Re: From Whittaker Chambers’ Review of Atlas Shrugged - Granite Grok

Re: From Whittaker Chambers’ Review of Atlas Shrugged

In reference to Steve’s post.

There is an excellent account of this internecine feud within the ranks in George Nash’s book The Conservative Intellectual Movement since 1945.  Some conservatives supported Rand, others however, were in Whittaker’s camp, including some of the biggies.  One being Russell Kirk (Burkean champion) of whom Nash said, “While Kirk supported free enterprise and agreed with Rand’s criticism of collectivism, the amassing of wealth was simply not ‘the whole aim of existence’”  A reference to Burke’s “flies of a summer” line.

Another detractor was classical scholar Garry Wills.  His view on Rand he wrote:

“When… John Galt [the hero of Atlas Shrugged] repudiates all obligations to other men, he denies history, that link with one’s ancestors and with all human experience which is the first principle of conservatism.  Galt asserts the immediate perfectibility of man (an achieved perfection in his own case), he is working from the first principle of historical Liberalism. … Ayn Rand’s superman comes from the same source as the Liberal’s perfect society.  Her muscular and Malthusian heroes … are all expressions of Liberalism—the attempt to attain beatitude with a politico-economic program.

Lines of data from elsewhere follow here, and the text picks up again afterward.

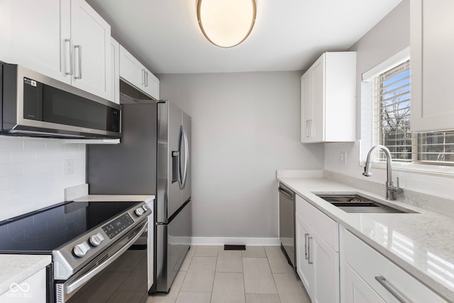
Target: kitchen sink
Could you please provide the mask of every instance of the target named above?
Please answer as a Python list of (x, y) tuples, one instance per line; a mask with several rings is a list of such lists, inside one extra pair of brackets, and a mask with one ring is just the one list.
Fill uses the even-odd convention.
[(318, 197), (348, 213), (415, 213), (402, 207), (385, 205), (359, 194), (317, 194)]

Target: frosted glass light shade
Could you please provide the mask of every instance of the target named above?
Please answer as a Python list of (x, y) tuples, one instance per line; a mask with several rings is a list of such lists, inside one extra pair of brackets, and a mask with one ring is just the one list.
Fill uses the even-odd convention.
[(197, 20), (204, 35), (221, 48), (238, 45), (255, 23), (255, 0), (198, 0)]

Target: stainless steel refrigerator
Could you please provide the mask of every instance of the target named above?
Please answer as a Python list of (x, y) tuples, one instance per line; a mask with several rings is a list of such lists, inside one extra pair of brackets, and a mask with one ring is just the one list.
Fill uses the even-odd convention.
[(191, 117), (148, 101), (123, 104), (121, 119), (120, 144), (87, 145), (89, 193), (155, 194), (150, 292), (168, 292), (192, 236)]

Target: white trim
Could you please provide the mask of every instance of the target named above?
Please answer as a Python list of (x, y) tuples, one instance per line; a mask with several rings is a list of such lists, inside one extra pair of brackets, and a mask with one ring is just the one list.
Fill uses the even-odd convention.
[(192, 237), (192, 245), (247, 245), (250, 246), (278, 246), (279, 238)]
[(362, 81), (365, 82), (369, 82), (372, 81), (372, 79), (374, 77), (374, 76), (378, 74), (381, 74), (385, 70), (392, 69), (392, 67), (399, 65), (409, 57), (410, 47), (408, 46), (397, 54), (385, 60), (382, 62), (375, 65), (367, 72), (363, 72), (362, 76)]

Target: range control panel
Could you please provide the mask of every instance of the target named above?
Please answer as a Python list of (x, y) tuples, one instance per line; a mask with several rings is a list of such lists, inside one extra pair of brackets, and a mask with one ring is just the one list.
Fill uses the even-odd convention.
[(109, 238), (111, 239), (133, 223), (134, 223), (134, 220), (129, 214), (126, 213), (102, 226), (102, 230), (107, 234)]

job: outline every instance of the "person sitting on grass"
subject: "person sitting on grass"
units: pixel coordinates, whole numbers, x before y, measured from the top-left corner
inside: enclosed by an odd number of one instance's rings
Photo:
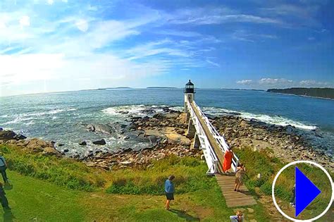
[[[242,212],[237,211],[236,215],[230,216],[230,219],[231,222],[242,222],[243,221]]]
[[[6,173],[6,169],[7,169],[7,163],[6,162],[6,159],[1,154],[0,154],[0,172],[1,173],[2,178],[4,179],[4,183],[8,183],[7,173]]]
[[[244,164],[240,164],[237,167],[235,173],[235,184],[234,185],[234,191],[240,192],[240,186],[244,184],[244,175],[246,173],[246,168]]]
[[[169,204],[171,204],[171,201],[174,199],[174,185],[173,184],[172,180],[174,180],[175,177],[173,175],[171,175],[168,178],[165,182],[165,192],[166,192],[166,197],[167,198],[167,201],[166,202],[165,208],[166,210],[169,211]]]
[[[1,202],[2,208],[4,209],[11,209],[8,206],[8,201],[7,197],[6,197],[6,192],[4,190],[2,183],[0,182],[0,201]]]

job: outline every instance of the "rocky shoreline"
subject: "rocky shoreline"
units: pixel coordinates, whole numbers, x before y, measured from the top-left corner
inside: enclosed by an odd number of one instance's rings
[[[89,166],[106,171],[127,167],[150,167],[153,160],[161,159],[171,154],[199,158],[202,156],[201,150],[190,149],[192,140],[186,136],[187,125],[185,123],[185,113],[168,107],[163,107],[163,113],[152,110],[146,110],[144,113],[147,116],[129,116],[127,124],[89,124],[86,127],[87,130],[101,133],[104,137],[116,133],[119,138],[141,143],[146,149],[124,147],[111,152],[105,147],[106,142],[101,139],[92,142],[101,149],[92,150],[87,147],[85,155],[78,153],[68,155],[68,149],[63,149],[61,144],[36,138],[28,139],[8,130],[0,130],[0,144],[14,144],[27,152],[44,155],[75,159]],[[313,149],[307,140],[290,125],[268,125],[232,115],[209,116],[209,119],[234,149],[249,147],[254,151],[267,149],[272,156],[285,162],[311,160],[331,171],[334,168],[330,156],[326,156],[323,151]],[[82,141],[80,144],[85,147],[87,142]]]

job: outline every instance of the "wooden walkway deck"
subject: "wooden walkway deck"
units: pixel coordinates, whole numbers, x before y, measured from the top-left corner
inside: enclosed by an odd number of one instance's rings
[[[228,207],[255,205],[256,202],[246,186],[240,187],[240,192],[234,191],[235,176],[216,175],[217,183],[221,187]]]
[[[194,111],[197,118],[201,123],[202,127],[203,128],[203,130],[209,139],[210,144],[214,148],[214,152],[215,152],[216,156],[218,159],[218,171],[221,173],[224,154],[219,147],[219,144],[217,143],[216,139],[210,133],[210,130],[209,130],[203,118],[201,117],[201,115],[199,113],[198,110],[194,107],[192,103],[190,103],[190,104],[192,109]],[[217,179],[218,184],[221,187],[223,195],[225,197],[226,204],[228,207],[256,204],[256,202],[245,185],[240,187],[241,192],[234,191],[234,185],[235,180],[235,176],[216,174],[216,178]]]

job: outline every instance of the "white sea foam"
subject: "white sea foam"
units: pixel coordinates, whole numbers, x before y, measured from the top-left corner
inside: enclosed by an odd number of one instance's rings
[[[102,110],[102,111],[106,114],[116,116],[123,116],[125,115],[145,116],[142,112],[149,107],[150,106],[146,106],[144,105],[121,106],[109,107]]]
[[[1,123],[1,125],[15,124],[15,123],[19,123],[21,122],[25,122],[25,121],[34,120],[34,119],[42,119],[42,118],[48,118],[47,116],[54,116],[56,113],[59,113],[61,112],[73,111],[75,110],[76,109],[74,108],[63,109],[54,109],[54,110],[44,111],[44,112],[31,112],[31,113],[21,113],[18,115],[13,115],[13,116],[5,115],[6,117],[4,116],[3,116],[3,117],[4,118],[12,117],[13,119],[9,121]],[[54,116],[53,117],[53,118],[54,118]]]
[[[304,130],[315,130],[317,128],[316,125],[309,125],[306,123],[301,123],[297,121],[291,120],[278,116],[268,116],[266,114],[256,114],[248,112],[242,112],[233,110],[228,110],[221,108],[206,107],[203,108],[203,111],[211,115],[223,115],[223,114],[235,114],[245,119],[255,119],[259,121],[264,122],[269,124],[275,124],[279,125],[292,125],[298,128]]]

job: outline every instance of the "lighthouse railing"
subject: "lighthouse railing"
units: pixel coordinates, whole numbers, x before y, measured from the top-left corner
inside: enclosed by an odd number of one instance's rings
[[[196,129],[196,133],[197,134],[200,143],[201,148],[203,150],[205,161],[208,166],[209,170],[206,171],[208,174],[213,174],[218,171],[217,165],[218,159],[216,156],[214,152],[214,148],[211,147],[206,135],[203,130],[203,127],[201,125],[201,122],[197,118],[194,111],[192,109],[190,101],[187,102],[187,111],[190,114],[190,117],[192,120],[192,124]]]
[[[190,107],[190,109],[192,109],[192,106],[189,104],[190,101],[188,101],[188,107]],[[199,115],[201,116],[202,118],[204,121],[205,124],[208,127],[209,130],[210,132],[214,135],[214,137],[216,140],[216,142],[218,143],[221,149],[223,151],[223,152],[225,152],[227,150],[228,150],[228,145],[227,144],[226,142],[225,141],[225,138],[221,136],[219,132],[216,130],[214,126],[212,125],[212,123],[210,122],[209,118],[206,117],[206,116],[203,113],[203,111],[201,110],[199,106],[196,104],[194,101],[192,101],[192,104],[195,109],[197,109]],[[205,133],[204,133],[205,134]],[[237,171],[237,167],[239,165],[239,159],[237,156],[234,154],[233,158],[232,159],[232,169],[234,171],[234,172],[236,172]]]

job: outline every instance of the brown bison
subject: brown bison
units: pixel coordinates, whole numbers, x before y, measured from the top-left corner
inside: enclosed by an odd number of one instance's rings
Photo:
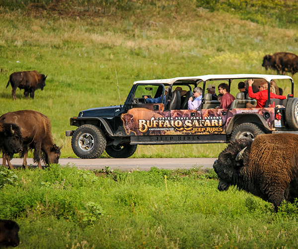
[[[262,66],[267,70],[271,68],[277,74],[291,73],[292,76],[298,72],[298,56],[292,53],[278,52],[273,55],[267,54],[263,58]]]
[[[268,134],[237,140],[222,151],[213,167],[220,191],[236,185],[274,205],[298,198],[298,135]]]
[[[16,99],[15,90],[18,87],[20,89],[24,89],[24,95],[28,99],[29,95],[32,99],[34,99],[34,92],[37,89],[43,90],[46,85],[47,76],[41,74],[37,71],[24,71],[23,72],[15,72],[9,76],[6,88],[10,83],[12,88],[12,98]]]
[[[17,224],[10,220],[0,220],[0,248],[2,246],[16,247],[20,244],[19,228]]]
[[[17,125],[0,123],[0,151],[11,157],[21,151],[22,143],[23,137]]]
[[[37,162],[40,168],[42,168],[40,163],[41,152],[42,152],[42,159],[47,165],[58,163],[62,147],[58,147],[54,143],[51,122],[47,116],[35,111],[17,111],[2,115],[0,117],[0,122],[14,123],[20,127],[23,138],[23,150],[21,152],[21,156],[24,157],[23,167],[28,167],[28,149],[34,149],[33,161]],[[12,167],[9,161],[7,161],[9,167]]]

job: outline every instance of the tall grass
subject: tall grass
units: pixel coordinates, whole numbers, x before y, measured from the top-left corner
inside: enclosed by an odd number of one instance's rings
[[[17,178],[8,174],[9,184],[0,185],[0,217],[19,224],[20,249],[295,248],[298,242],[296,204],[276,214],[235,188],[220,192],[214,172],[106,168],[95,175],[54,165],[14,173]]]
[[[55,142],[64,145],[62,157],[75,156],[65,136],[75,128],[70,118],[88,108],[119,105],[116,70],[123,104],[136,80],[274,73],[261,67],[265,54],[298,54],[297,26],[241,20],[197,8],[195,1],[30,2],[15,1],[19,9],[0,2],[0,114],[32,109],[48,116]],[[92,4],[100,10],[75,8]],[[48,75],[44,90],[36,91],[32,100],[18,90],[12,101],[10,86],[5,88],[9,75],[30,70]],[[175,157],[182,151],[215,157],[223,146],[140,146],[134,156]]]

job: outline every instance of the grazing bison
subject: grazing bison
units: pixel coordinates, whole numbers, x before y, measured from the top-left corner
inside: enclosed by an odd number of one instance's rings
[[[263,58],[262,66],[267,70],[271,68],[277,74],[291,73],[292,76],[298,72],[298,56],[292,53],[278,52],[273,55],[267,54]]]
[[[222,151],[213,167],[220,191],[236,185],[274,205],[298,198],[298,135],[268,134],[237,140]]]
[[[23,72],[15,72],[9,76],[6,88],[10,83],[12,88],[12,98],[16,99],[15,90],[18,87],[20,89],[24,89],[24,95],[28,99],[29,95],[32,99],[34,99],[34,92],[37,89],[43,90],[46,85],[47,76],[41,74],[37,71],[24,71]]]
[[[34,149],[33,161],[37,162],[40,168],[42,168],[40,163],[41,152],[43,154],[42,159],[47,165],[58,163],[62,147],[58,147],[54,143],[51,122],[47,116],[35,111],[17,111],[3,114],[0,117],[0,122],[14,123],[20,127],[23,138],[23,150],[21,153],[21,156],[24,157],[23,167],[28,167],[28,149]],[[12,167],[8,160],[7,163],[10,167]]]
[[[16,222],[9,220],[0,220],[0,248],[1,246],[14,247],[18,246],[19,230]]]

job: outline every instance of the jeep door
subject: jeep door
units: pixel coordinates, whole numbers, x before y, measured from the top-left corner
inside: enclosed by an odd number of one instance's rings
[[[168,127],[165,122],[169,112],[164,112],[164,86],[161,84],[137,84],[132,94],[131,108],[121,115],[125,133],[129,135],[161,135]],[[145,98],[149,100],[148,103]],[[169,128],[171,128],[170,126]]]

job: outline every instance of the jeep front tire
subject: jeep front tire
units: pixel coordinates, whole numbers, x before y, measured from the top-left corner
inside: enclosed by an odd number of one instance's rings
[[[252,139],[256,136],[264,134],[264,131],[258,125],[252,123],[243,123],[238,125],[232,133],[231,140],[235,141],[239,139]]]
[[[107,144],[102,131],[91,124],[78,127],[72,137],[72,147],[81,158],[97,158],[103,153]]]

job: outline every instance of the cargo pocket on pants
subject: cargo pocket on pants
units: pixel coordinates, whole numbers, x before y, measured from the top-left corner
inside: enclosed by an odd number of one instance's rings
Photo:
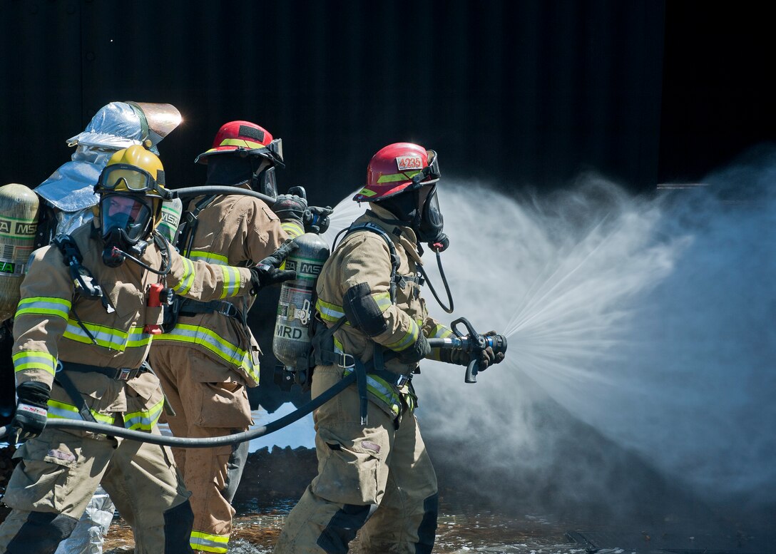
[[[205,428],[243,429],[253,423],[245,387],[230,381],[197,383],[191,421]],[[188,410],[189,408],[187,408]]]
[[[344,441],[324,430],[319,431],[319,439],[324,445],[318,448],[321,459],[313,492],[330,502],[379,504],[386,481],[381,473],[387,471],[380,447],[360,437]]]
[[[9,506],[30,511],[53,508],[64,512],[66,507],[78,504],[72,495],[78,480],[72,470],[81,458],[81,448],[62,442],[60,439],[64,434],[49,431],[47,435],[44,440],[27,441],[13,455],[22,461],[3,498]]]

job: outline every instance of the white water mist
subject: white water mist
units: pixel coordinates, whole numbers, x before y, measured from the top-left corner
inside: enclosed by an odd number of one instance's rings
[[[696,493],[771,501],[776,159],[758,159],[702,190],[650,197],[595,176],[521,199],[445,180],[455,313],[424,296],[442,321],[465,316],[507,334],[509,351],[476,385],[463,368],[424,365],[415,379],[424,435],[473,450],[432,456],[473,455],[504,479],[524,469],[552,482],[549,468],[580,462],[557,459],[568,430],[537,421],[532,407],[547,394]],[[571,494],[605,482],[606,457],[554,486]]]

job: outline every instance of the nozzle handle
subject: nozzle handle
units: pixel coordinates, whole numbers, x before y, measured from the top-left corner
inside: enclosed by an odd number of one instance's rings
[[[477,369],[477,360],[473,359],[469,362],[466,366],[466,374],[463,376],[464,383],[476,383],[477,382],[477,373],[480,370]]]

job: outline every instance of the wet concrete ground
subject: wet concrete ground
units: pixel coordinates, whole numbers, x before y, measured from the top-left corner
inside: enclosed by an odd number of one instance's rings
[[[229,554],[269,554],[295,500],[267,506],[248,502],[237,507]],[[461,504],[440,507],[435,554],[771,554],[776,535],[752,533],[713,525],[666,521],[618,528],[591,525],[568,517],[539,514],[507,515]],[[587,538],[591,542],[586,542]],[[103,552],[131,554],[131,530],[114,520]],[[359,538],[352,554],[363,554]]]
[[[292,500],[279,501],[259,511],[237,516],[229,554],[271,552],[293,506]],[[542,516],[508,518],[489,512],[462,514],[443,508],[434,552],[439,554],[584,553],[584,545],[570,542],[565,535],[566,531],[565,524],[553,522]],[[133,545],[131,530],[123,520],[116,518],[108,534],[103,552],[106,554],[131,554]],[[358,537],[351,544],[350,552],[352,554],[362,552]]]

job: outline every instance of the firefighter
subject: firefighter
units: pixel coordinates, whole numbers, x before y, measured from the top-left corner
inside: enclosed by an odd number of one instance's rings
[[[277,196],[275,170],[284,167],[281,139],[248,121],[218,130],[213,147],[195,163],[207,165],[206,185],[230,185],[275,197],[273,208],[252,196],[196,198],[178,241],[182,254],[213,264],[246,265],[261,260],[288,237],[304,232],[307,201]],[[248,326],[252,299],[185,300],[176,305],[177,323],[157,335],[151,362],[175,415],[174,435],[220,437],[253,423],[247,388],[259,380],[260,351]],[[234,509],[232,499],[244,468],[248,443],[212,448],[173,448],[192,491],[195,551],[227,552]]]
[[[353,384],[316,410],[318,475],[289,514],[276,554],[346,552],[359,528],[364,552],[431,552],[437,480],[414,414],[412,379],[424,358],[469,361],[461,351],[432,351],[427,338],[452,334],[429,317],[417,269],[421,243],[438,251],[449,245],[439,176],[433,151],[397,143],[378,151],[354,197],[369,209],[321,269],[316,310],[336,331],[334,351],[317,355],[324,362],[314,368],[312,396],[352,371],[363,372],[368,392]],[[489,348],[478,355],[483,370],[504,355]]]
[[[75,147],[71,161],[35,188],[41,198],[37,247],[57,233],[71,233],[92,220],[98,196],[94,185],[113,153],[147,144],[159,155],[158,144],[181,123],[171,104],[112,102],[100,108],[83,132],[68,139]]]
[[[22,284],[9,440],[24,442],[3,498],[12,511],[0,526],[0,552],[54,552],[100,483],[132,526],[136,552],[191,552],[189,493],[168,448],[44,428],[47,420],[158,435],[164,396],[144,362],[161,322],[153,293],[171,287],[203,300],[232,297],[293,277],[275,258],[249,268],[178,254],[156,230],[169,196],[164,169],[141,146],[116,152],[95,190],[92,224],[36,250]]]

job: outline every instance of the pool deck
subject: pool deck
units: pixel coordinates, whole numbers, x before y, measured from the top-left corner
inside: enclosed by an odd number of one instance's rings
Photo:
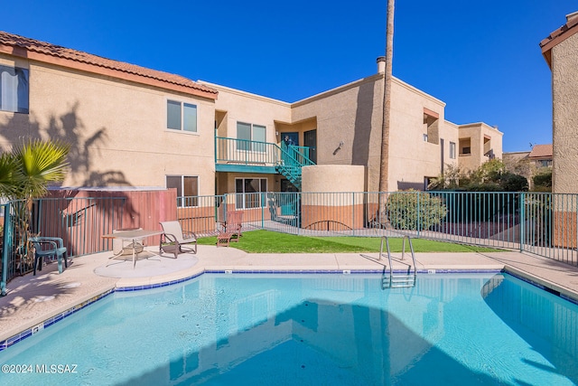
[[[146,287],[210,271],[375,272],[381,271],[387,262],[387,259],[378,260],[378,255],[251,254],[234,248],[200,245],[196,255],[182,254],[177,259],[144,253],[134,268],[129,259],[109,260],[111,252],[74,258],[61,275],[51,263],[36,276],[31,273],[8,283],[6,296],[0,297],[0,346],[26,329],[116,289]],[[394,258],[394,270],[406,269],[411,259],[406,255],[401,260],[399,253]],[[578,302],[578,267],[549,259],[520,252],[483,252],[415,253],[415,259],[418,274],[503,269]]]

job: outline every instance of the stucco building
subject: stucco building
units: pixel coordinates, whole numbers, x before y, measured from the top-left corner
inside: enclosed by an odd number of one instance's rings
[[[302,169],[318,165],[362,166],[351,173],[378,190],[382,60],[373,75],[288,103],[0,33],[0,146],[22,137],[71,143],[65,186],[295,191]],[[501,157],[497,128],[445,120],[443,101],[398,79],[391,106],[392,191]]]
[[[578,193],[578,12],[540,42],[552,71],[554,193]]]

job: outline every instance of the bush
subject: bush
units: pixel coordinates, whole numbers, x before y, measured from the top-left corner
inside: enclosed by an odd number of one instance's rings
[[[499,180],[504,192],[527,192],[527,179],[523,175],[506,172]]]
[[[426,230],[438,225],[446,213],[441,198],[415,190],[391,193],[386,203],[387,220],[396,230]]]

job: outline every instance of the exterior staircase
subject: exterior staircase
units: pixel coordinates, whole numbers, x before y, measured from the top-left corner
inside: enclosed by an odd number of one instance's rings
[[[309,147],[287,146],[282,142],[279,150],[281,157],[275,165],[275,170],[301,191],[302,168],[315,165],[309,159]]]

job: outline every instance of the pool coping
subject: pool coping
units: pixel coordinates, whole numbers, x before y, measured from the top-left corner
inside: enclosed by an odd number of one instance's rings
[[[407,273],[406,270],[394,269],[393,273]],[[527,272],[517,269],[514,267],[505,265],[502,268],[435,268],[435,269],[417,269],[417,274],[421,275],[440,275],[440,274],[491,274],[491,273],[507,273],[515,278],[517,278],[527,283],[529,283],[538,288],[545,290],[551,294],[554,294],[570,303],[578,305],[578,296],[570,291],[565,290],[555,283],[552,283],[548,280],[537,278]],[[104,292],[98,295],[91,295],[85,297],[77,305],[68,307],[65,310],[57,310],[55,315],[41,321],[40,323],[34,323],[34,325],[30,328],[25,328],[22,332],[13,334],[8,338],[0,341],[0,352],[7,350],[14,344],[23,341],[24,339],[38,334],[44,329],[53,325],[54,324],[65,319],[66,317],[74,315],[78,311],[86,308],[87,306],[104,299],[109,295],[115,292],[134,292],[148,290],[153,288],[160,288],[163,287],[173,286],[176,284],[183,283],[196,278],[199,278],[204,274],[322,274],[322,275],[359,275],[359,274],[384,274],[384,269],[199,269],[198,272],[186,277],[163,281],[153,284],[144,284],[138,286],[115,286],[114,287],[107,288]],[[118,283],[117,283],[118,284]]]

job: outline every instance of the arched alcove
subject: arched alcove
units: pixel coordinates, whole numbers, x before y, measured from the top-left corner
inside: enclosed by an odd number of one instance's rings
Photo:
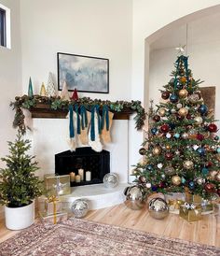
[[[212,11],[211,11],[212,9]],[[159,89],[170,80],[177,57],[175,48],[186,45],[189,67],[203,86],[215,86],[220,98],[220,8],[219,6],[195,12],[157,31],[145,39],[144,106],[160,100]],[[220,118],[220,103],[215,100],[215,118]]]

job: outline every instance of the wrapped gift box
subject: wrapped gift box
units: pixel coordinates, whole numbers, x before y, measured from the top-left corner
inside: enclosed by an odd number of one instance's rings
[[[187,221],[196,221],[201,219],[201,206],[185,203],[180,206],[180,217]]]
[[[53,215],[63,211],[63,204],[56,196],[40,196],[38,198],[38,211],[44,215]]]
[[[53,215],[46,215],[44,213],[40,213],[40,219],[46,225],[57,224],[68,220],[68,213],[61,212]]]
[[[70,176],[55,176],[47,174],[44,177],[45,188],[48,195],[63,195],[71,193]]]

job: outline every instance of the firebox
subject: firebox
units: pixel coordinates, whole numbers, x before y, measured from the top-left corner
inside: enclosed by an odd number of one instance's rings
[[[103,183],[105,174],[110,172],[110,153],[107,150],[96,152],[90,147],[77,148],[76,151],[70,150],[55,154],[55,173],[66,175],[83,169],[84,178],[80,182],[73,181],[71,186],[83,186]],[[86,172],[90,172],[89,180],[86,180]]]

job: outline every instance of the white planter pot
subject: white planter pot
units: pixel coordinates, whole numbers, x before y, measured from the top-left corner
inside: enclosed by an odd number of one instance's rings
[[[22,207],[5,206],[6,226],[11,230],[20,230],[34,222],[34,202]]]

Tough stuff indeed.  Nash summed up Will’s view of her with “It was the worst of errors to allow the doctrinaire, laissez-faire, utopian Objectivist to reside within the conservative fold.”

Even, at that time, the eventual founder of Fusionism, Frank Meyer, rebuked her, “Ayn Rand was guilty of “calculated cruelties” and the presentation of an arid subhuman image of man.”  And this is from the guy who, only less than 10 years later had changed his larger view of libertarianism and came up with Fusionism.  The philosophy of fusing conservative and libertarian thought, harnessing both intellectual sides and focusing them at the common enemy: The Statists.

The primary vehicle undergirded by and promoting Fusionism, fighting the fight back then in the 1960’s, is still alive today: The National Review.  Given all that, some today think the conservatives of the late 50’s were too harsh on Rand.  Regardless, she was bitter about it and never forgave them, and they didn’t ask her to.